With the House passing pro-growth tax reform this year and the Senate soon to follow, America is poised to see this confidence translated into truly strong GDP growth. Instead of companies leaving the U.S., we’re going to become a magnet for foreign companies.
Even now foreign companies are eager to invest here, despite the political uncertainty that still exists in Washington. Some of the larger deals in the works include the takeover of GE’s Industrial Solutions group by ABB in Switzerland, electric power generator Calpine by the Canadian Pension Fund, Bayer’s acquisition of plant biotech company Monsanto, and utility services firm U.S. Infrastructure Corporation by Partners Group Holding, also based in Switzerland.
{mosads}But one area that is worrisome to proponents of growth and free markets is the backlog of deals at both the Antitrust Division of the Department of Justice and at the Committee for Foreign Investment in the U.S., also known as CFIUS.
CFIUS is supposed to be strictly about national security. It is not supposed to be an instrument of protectionism or an anti-trust regulatory body.
But unfortunately, CFIUS appears to have become a black box that gums up deals well beyond those involving sensitive questions around state-owned Chinese companies. Deals involving privately held companies in allied countries that have nothing to do with national security are being slow-walked.
Mergers and acquisitions are facing unjustifiable delays that run counter to the deregulatory approach of the Trump administration. Best guesses put the number of applications at CFIUS that are beyond the expected review time at more than 100 — likely more than half of all active applications.
Experts trying to shepherd companies through the process are pointing to various reasons for this, including a shortage of staffers and the divided attention of the president’s own top people in the agencies who participate in the committee.
But it increasingly looks like some CFIUS participants are using the behind-closed-doors process as a deliberate way to block or slow down acquisitions that are not risks to national security, as defined in law, but that they personally don’t like.
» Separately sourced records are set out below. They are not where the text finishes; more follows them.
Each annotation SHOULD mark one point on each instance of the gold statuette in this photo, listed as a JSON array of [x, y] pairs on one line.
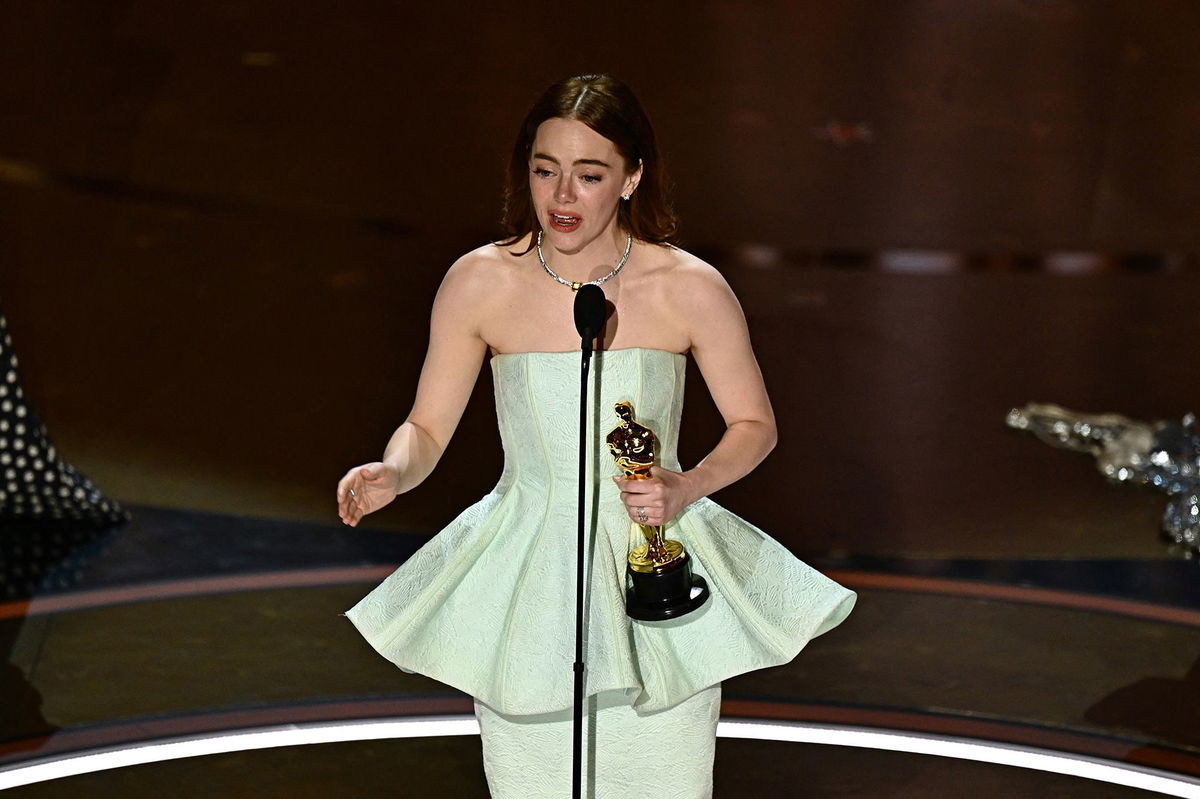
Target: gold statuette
[[661, 583]]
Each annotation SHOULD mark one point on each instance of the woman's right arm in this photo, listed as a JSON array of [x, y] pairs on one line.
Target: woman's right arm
[[451, 366]]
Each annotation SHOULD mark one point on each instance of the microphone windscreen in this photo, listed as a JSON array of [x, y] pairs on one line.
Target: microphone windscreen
[[589, 311]]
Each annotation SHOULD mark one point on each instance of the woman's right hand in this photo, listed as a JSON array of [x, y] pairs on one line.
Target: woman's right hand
[[365, 490]]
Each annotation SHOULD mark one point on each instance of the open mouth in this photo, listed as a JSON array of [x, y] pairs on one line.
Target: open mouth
[[564, 222]]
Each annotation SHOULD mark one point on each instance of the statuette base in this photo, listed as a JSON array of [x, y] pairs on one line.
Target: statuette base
[[665, 593]]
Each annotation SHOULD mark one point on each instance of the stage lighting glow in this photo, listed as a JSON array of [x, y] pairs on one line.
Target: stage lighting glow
[[1089, 768]]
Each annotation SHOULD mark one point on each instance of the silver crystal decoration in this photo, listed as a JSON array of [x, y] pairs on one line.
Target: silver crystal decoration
[[1164, 455]]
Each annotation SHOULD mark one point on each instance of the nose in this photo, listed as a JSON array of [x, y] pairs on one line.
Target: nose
[[564, 192]]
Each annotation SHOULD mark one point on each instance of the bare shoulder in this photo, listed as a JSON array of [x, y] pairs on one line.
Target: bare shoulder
[[693, 283]]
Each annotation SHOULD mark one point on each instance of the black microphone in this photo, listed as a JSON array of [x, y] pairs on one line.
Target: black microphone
[[589, 312]]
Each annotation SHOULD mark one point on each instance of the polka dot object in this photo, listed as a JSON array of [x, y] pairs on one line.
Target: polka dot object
[[36, 486]]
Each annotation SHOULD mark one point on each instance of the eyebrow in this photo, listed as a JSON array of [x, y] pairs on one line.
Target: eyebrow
[[595, 162]]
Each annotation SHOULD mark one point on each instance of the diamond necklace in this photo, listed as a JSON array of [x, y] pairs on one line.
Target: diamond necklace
[[575, 286]]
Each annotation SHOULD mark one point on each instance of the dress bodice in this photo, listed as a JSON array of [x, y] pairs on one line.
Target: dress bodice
[[537, 406], [486, 606]]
Far from helping, two bills led by Sen. Charles Grassley (R-Iowa) would make the process even more convoluted and burdensome. The first, which he introduced with Sen. Debbie Stabenow (D-Mich.), would add the USDA to the committee. More cooks in the CFIUS kitchen is not the answer. The Treasury Department runs the committee and can reach out to any agency that has expertise in the related industry. But giving USDA a permanent seat creates the potential for national security threats to be found behind every barn or grain silo.
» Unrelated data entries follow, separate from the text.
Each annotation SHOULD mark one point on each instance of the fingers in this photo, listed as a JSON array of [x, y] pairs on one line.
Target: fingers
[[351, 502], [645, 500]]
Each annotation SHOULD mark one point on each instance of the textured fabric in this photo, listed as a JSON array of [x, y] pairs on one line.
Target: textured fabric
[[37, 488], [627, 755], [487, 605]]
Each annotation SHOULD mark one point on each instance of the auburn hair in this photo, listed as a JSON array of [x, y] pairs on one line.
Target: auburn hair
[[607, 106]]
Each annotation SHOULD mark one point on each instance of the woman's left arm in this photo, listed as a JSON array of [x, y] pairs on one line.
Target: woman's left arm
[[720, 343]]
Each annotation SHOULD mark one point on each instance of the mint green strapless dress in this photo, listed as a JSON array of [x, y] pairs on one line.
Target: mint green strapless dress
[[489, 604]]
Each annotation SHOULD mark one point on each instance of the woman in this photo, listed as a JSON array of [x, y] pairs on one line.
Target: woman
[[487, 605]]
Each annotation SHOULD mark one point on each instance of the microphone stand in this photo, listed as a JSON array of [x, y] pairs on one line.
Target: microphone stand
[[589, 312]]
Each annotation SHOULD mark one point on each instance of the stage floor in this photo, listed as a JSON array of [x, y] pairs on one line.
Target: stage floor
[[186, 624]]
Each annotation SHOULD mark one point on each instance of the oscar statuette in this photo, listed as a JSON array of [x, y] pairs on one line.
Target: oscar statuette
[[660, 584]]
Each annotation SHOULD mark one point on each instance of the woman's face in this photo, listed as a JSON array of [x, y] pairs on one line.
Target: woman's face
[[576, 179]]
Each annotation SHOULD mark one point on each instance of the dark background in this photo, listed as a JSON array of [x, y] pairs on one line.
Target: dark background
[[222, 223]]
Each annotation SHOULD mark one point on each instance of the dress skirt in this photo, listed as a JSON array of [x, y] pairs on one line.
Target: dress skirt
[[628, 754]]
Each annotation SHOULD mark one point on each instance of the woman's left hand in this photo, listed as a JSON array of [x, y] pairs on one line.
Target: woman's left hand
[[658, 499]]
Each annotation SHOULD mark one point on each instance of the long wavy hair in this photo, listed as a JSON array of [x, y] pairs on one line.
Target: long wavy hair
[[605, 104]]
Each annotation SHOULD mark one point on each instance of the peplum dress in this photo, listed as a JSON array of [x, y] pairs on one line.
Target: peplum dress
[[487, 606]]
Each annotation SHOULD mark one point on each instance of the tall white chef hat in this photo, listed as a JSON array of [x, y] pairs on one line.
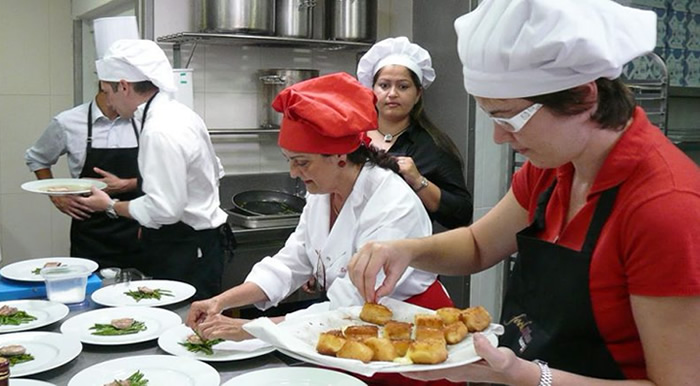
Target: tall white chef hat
[[110, 29], [136, 60], [396, 51], [521, 48]]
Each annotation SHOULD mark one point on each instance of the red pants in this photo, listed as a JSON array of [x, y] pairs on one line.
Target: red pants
[[433, 298]]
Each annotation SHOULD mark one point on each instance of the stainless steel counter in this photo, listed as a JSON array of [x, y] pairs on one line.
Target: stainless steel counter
[[93, 354]]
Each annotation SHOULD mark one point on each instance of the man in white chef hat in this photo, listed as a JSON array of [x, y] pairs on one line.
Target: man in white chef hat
[[98, 144], [184, 231], [604, 215]]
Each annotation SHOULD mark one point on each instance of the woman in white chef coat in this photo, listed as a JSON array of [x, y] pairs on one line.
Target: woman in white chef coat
[[353, 197]]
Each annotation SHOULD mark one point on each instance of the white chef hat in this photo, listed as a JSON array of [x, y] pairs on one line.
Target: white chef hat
[[110, 29], [522, 48], [136, 60], [396, 51]]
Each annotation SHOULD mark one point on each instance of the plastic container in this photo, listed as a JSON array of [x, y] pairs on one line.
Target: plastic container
[[66, 284]]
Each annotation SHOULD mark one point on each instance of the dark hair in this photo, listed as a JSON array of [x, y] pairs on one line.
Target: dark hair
[[615, 102], [419, 116]]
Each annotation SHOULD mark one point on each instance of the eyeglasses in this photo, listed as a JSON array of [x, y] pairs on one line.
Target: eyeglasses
[[518, 121]]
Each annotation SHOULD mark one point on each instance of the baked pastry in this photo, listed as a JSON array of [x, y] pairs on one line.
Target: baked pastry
[[455, 332], [475, 318], [375, 313], [397, 330], [383, 349], [361, 332], [449, 315], [330, 342], [353, 349], [427, 351], [428, 320]]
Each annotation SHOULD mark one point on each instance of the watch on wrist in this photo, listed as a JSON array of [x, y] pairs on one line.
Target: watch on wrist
[[545, 373], [423, 184], [110, 212]]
The second bill, cosponsored by Grassley and Sen. Sherrod Brown (D-Ohio), would create a separate process for deals as small as $50 million to be run by the Department of Commerce. While intended to take only 15 days, it does not prohibit the government from asking the applicant to withdraw and re-file, restarting the clock; a tried and true trick of bureaucrats everywhere who don’t want to make a decision.
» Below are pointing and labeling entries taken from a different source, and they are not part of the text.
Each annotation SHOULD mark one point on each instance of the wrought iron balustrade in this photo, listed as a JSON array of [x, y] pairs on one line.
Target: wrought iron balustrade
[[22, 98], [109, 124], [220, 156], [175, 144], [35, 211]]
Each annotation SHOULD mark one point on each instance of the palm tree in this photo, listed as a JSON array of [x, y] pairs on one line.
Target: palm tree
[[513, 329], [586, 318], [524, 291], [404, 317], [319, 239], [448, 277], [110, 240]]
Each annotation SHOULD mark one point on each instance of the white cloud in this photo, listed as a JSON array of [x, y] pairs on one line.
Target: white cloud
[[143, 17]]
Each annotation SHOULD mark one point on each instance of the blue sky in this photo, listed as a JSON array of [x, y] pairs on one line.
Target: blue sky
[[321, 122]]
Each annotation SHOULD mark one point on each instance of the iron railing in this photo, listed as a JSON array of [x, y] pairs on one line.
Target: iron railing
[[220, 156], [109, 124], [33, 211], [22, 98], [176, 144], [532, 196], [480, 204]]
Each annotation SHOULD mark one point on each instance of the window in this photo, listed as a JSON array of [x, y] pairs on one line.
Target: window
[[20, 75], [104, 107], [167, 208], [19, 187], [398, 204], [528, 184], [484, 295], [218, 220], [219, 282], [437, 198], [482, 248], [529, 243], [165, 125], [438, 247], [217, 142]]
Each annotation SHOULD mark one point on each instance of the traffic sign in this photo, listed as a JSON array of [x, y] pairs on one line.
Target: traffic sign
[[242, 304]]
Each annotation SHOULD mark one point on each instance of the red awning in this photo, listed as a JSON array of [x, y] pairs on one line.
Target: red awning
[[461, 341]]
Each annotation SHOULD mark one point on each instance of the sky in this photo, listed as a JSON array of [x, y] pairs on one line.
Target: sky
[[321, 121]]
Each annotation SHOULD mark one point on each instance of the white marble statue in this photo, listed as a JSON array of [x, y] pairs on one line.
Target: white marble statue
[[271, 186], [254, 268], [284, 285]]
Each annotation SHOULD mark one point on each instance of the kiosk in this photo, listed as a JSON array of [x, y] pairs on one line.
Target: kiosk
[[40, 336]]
The Grassley-Brown bill also lists “any other factors the secretary considers appropriate” be considered in reviewing a deal. Would the Swiss acquisitions be allowed given the relevance of the deals to our national electrical grid? Or because of the secretive Swiss laws for banking and corporate ownership? Should the Calpine deal be blocked because the Canadian government controls the pension fund? Should Bayer be prevented from buying Monsanto because EU laws are more strict on GMOs than the U.S. and a future secretary of Commerce might believe the German government would tell the company to stop selling them? What a regulatory nightmare.
The solution is not to expand the regulatory scope of CIFIUS in law to match what increasingly is the actual process, and it’s definitely not to create a new regulatory control on mergers and acquisitions run by the Department of Commerce. How many times do we have to learn that government regulators shouldn’t make these kinds of decisions? Only the market can.
Congress should instead urge the Treasury to focus CFIUS only on acquisitions by nations that present genuine national security concerns, and their state-owned enterprises, as well as those from countries allied with them. Stick to the intent of CFIUS. In those cases where there are legitimate security-based concerns, they should be handled immediately. At the same time, as part of its role in CFIUS, the State Department should support deals with companies in allied countries with open markets such as the European members of NATO. This would get CFIUS on board with the Trump deregulatory agenda and allow it to stop hampering the economic growth the administration is trying to unleash.
Grover Norquist is the president of Americans for Tax Reform, a non-profit aimed at supporting limited government.